L’ambiguità di fondo emerge a ogni occasione. L’ultima è legata a Massimo Russo, il pm che volle farsi politico, che dopo la rottura con Lombardo avrebbe gradito accasarsi dalle parti di Rosario Crocetta. Il candidato presidente, anche alla luce dei niet delle segreterie di Pd e Udc, ha riposto con un no grazie, malgrado gli attestati di stima rivolti in un recente passato a Russo. Una scelta che non è piaciuta a pezzi del partito. Il primo a dirlo ad alta voce è stato il bivonese Giovanni Panepinto, seguito da Baldo Gucciardi e Nino Papania, che hanno definito Russo “una risorsa”. Analoga presa di posizione da Benedetto Adragna. Ancora più esplicito Cracolici, che scrive: “Ci sono persone come Massimo Russo che possono degnamente essere al nostro fianco per cambiare la Sicilia”, liquidando come “miopia politica” l’atteggiamento di quel pezzo di coalizione “che sembra muoversi sul solco del settarismo e dell’autosufficienza”. Di tutt’altro avviso, oltre a Lupo, Bernardo Mattarella, che considera un capitolo chiuso il rapporto con l’Mpa e confina al passato il capitolo Russo.

Ieri lo stesso assessore alla Sanità ha attaccato a testa bassa Giuseppe Lupo, che gli ha risposto per le rime. Il segretario resta fermo su una posizione intransigente, richiamandosi alla delibera dell’ultima direzione che ha escluso accordi con Lombardo e lombardiani. “Russo è ancora assessore e in un assessorato chiave – taglia corto Lupo -. Lui stesso ha ammesso degli errori, ma non ne ha tratto le conseguenze”.

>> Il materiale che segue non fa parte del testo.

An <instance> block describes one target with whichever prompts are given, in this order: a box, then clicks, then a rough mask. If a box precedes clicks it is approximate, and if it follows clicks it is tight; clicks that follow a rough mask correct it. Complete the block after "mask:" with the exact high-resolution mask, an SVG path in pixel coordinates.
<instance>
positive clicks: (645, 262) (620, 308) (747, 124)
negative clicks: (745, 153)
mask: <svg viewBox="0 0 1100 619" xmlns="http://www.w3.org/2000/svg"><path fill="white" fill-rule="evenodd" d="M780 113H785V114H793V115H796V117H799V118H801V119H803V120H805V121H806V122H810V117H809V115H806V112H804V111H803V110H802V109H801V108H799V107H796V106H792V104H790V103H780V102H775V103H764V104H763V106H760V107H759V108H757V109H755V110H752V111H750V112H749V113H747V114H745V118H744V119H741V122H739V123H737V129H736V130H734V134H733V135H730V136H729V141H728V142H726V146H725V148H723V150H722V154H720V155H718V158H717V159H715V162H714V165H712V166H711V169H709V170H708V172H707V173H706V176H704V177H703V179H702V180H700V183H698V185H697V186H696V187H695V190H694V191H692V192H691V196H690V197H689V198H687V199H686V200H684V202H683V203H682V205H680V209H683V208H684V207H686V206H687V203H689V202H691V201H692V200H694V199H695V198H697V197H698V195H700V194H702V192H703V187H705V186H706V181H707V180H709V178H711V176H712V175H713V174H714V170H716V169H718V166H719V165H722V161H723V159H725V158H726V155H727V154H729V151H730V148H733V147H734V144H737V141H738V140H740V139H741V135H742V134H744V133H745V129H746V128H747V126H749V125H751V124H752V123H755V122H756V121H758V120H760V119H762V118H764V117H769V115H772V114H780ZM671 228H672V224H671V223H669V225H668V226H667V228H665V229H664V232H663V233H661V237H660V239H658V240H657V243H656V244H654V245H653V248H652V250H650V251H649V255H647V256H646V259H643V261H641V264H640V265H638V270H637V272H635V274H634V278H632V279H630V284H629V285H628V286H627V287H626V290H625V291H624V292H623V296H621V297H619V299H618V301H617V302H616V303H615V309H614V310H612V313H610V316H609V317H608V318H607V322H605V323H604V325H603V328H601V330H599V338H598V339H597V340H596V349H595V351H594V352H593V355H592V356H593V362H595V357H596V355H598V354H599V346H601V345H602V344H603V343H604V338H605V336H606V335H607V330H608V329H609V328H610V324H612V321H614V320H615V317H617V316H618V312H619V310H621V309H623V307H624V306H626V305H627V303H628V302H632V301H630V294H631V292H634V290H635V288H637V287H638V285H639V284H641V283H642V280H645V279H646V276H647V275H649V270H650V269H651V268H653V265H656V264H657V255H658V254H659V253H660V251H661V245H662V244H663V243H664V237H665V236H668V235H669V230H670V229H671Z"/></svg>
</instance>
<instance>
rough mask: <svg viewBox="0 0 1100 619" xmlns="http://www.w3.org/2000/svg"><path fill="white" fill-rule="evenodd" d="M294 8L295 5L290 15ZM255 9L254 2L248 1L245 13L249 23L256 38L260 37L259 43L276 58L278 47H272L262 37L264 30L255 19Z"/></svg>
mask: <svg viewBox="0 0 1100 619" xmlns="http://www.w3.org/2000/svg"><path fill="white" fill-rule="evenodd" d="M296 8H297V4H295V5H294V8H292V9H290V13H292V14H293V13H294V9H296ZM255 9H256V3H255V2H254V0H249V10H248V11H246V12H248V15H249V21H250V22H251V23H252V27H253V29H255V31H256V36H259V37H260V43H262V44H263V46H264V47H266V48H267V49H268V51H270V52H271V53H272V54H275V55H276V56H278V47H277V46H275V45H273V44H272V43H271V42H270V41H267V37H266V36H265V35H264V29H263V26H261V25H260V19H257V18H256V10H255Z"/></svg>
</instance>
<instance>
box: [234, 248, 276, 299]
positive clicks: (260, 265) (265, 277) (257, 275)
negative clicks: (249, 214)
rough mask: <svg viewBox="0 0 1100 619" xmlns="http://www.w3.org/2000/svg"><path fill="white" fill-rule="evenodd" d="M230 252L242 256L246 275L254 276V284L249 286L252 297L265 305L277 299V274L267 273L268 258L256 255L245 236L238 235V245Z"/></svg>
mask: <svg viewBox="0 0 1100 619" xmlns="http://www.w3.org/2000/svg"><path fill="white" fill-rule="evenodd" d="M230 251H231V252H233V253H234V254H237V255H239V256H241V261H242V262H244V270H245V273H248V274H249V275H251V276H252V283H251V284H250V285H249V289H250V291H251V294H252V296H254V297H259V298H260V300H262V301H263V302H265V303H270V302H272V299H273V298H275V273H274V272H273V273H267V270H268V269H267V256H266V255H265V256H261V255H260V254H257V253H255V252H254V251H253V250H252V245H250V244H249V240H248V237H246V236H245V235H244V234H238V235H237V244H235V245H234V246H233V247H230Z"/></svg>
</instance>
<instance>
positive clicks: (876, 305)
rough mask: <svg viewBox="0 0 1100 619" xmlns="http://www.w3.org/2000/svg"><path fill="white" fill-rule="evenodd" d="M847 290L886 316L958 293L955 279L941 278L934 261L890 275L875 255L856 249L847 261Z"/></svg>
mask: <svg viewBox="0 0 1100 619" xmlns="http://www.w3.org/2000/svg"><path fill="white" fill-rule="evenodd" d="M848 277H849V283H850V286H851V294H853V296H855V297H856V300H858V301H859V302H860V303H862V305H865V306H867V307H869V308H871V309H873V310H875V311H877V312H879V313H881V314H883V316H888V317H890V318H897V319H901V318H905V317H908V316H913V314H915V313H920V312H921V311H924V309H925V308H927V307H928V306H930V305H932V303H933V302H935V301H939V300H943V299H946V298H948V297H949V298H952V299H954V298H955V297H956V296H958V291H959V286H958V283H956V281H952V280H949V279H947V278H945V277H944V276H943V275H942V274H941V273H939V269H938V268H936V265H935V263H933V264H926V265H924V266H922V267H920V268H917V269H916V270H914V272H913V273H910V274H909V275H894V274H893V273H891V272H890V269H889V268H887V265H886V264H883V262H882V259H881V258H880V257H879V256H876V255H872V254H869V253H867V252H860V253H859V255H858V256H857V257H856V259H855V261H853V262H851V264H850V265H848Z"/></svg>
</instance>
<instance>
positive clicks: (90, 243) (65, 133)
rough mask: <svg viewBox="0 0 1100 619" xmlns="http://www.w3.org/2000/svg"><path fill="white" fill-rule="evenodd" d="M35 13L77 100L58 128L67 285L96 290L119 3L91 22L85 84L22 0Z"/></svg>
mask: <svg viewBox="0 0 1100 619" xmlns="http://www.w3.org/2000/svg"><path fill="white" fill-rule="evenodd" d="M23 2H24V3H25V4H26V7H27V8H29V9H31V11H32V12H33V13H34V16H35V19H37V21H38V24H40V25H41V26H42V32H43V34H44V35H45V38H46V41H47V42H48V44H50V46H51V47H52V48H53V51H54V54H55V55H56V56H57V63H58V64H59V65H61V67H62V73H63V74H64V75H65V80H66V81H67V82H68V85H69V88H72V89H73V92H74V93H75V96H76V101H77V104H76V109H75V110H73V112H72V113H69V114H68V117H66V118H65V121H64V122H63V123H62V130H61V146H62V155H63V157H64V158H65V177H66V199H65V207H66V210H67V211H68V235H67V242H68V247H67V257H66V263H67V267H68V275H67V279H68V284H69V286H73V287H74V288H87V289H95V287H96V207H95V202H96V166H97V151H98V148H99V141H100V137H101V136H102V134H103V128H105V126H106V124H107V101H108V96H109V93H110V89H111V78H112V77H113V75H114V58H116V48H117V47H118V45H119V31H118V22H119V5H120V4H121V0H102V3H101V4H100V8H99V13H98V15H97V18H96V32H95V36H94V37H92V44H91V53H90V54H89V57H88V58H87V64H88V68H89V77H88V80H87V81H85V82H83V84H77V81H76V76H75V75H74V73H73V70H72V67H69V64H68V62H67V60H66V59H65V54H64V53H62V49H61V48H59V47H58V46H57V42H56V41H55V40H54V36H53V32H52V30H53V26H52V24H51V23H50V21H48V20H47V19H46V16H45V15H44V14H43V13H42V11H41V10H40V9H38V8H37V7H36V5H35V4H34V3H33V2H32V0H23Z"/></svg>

Il dibattito è uno spaccato significativo della schizofrenia del Pd di lotta e di governo. Incalzati dai concorrenti di sinistra, i democratici sentono il bisogno di rimarcare quanto più possibile le distanze da Lombardo e da tutto ciò che a lui possa ricondurre. Ma cancellare gli ultimi due anni di storia politica non è possibile. E secondo Cracolici, non è nemmeno saggio. Il partito, così, rinnova in campagna elettorale la divisione interna che ne ha caratterizzato la vita nell’ultimo biennio. E ancora una volta è Lombardo a giocare il ruolo di grande divisore.

La partita è quella fra due linee, quella della rimozione e quella della rivendicazione. Cracolici e altri protagonisti dell’esperienza “governativa” ritengono sbagliato il tentativo di colpo di spugna che butti insieme bambino e acqua sporca, e rivolgendosi al proprio elettorato vogliono rivendicare quanto di buono realizzato dai governi sostenuti dal Pd. Altri, come Lupo e l’area Mattarella, già all’epoca allergici al patto col governatore, preferiscono una rigorosissima linea di rottura col passato, per non concedere altro vantaggio a Claudio Fava e alla sua coalizione (che, per inciso, non si è fatta troppi scrupoli a imbarcare pezzi di Mpa fino all’altroieri, su tutti Carmelo Lo Monte). E il gossip sul “patto della cravatta” tra Crocetta e Miccichè, malgrado la fiumana di smentite ufficiali, ha ulteriormente irrigidito questo atteggiamento da parte di chi predica il taglio netto col passato.

Lo scontro continua, insomma. E chissà che non sia il prologo di un’altra legislatura in cui, gioco forza, i destini di democratici e lombardiani potrebbero incrociarsi nuovamente in un’Ars senza una maggioranza decisa dalle urne.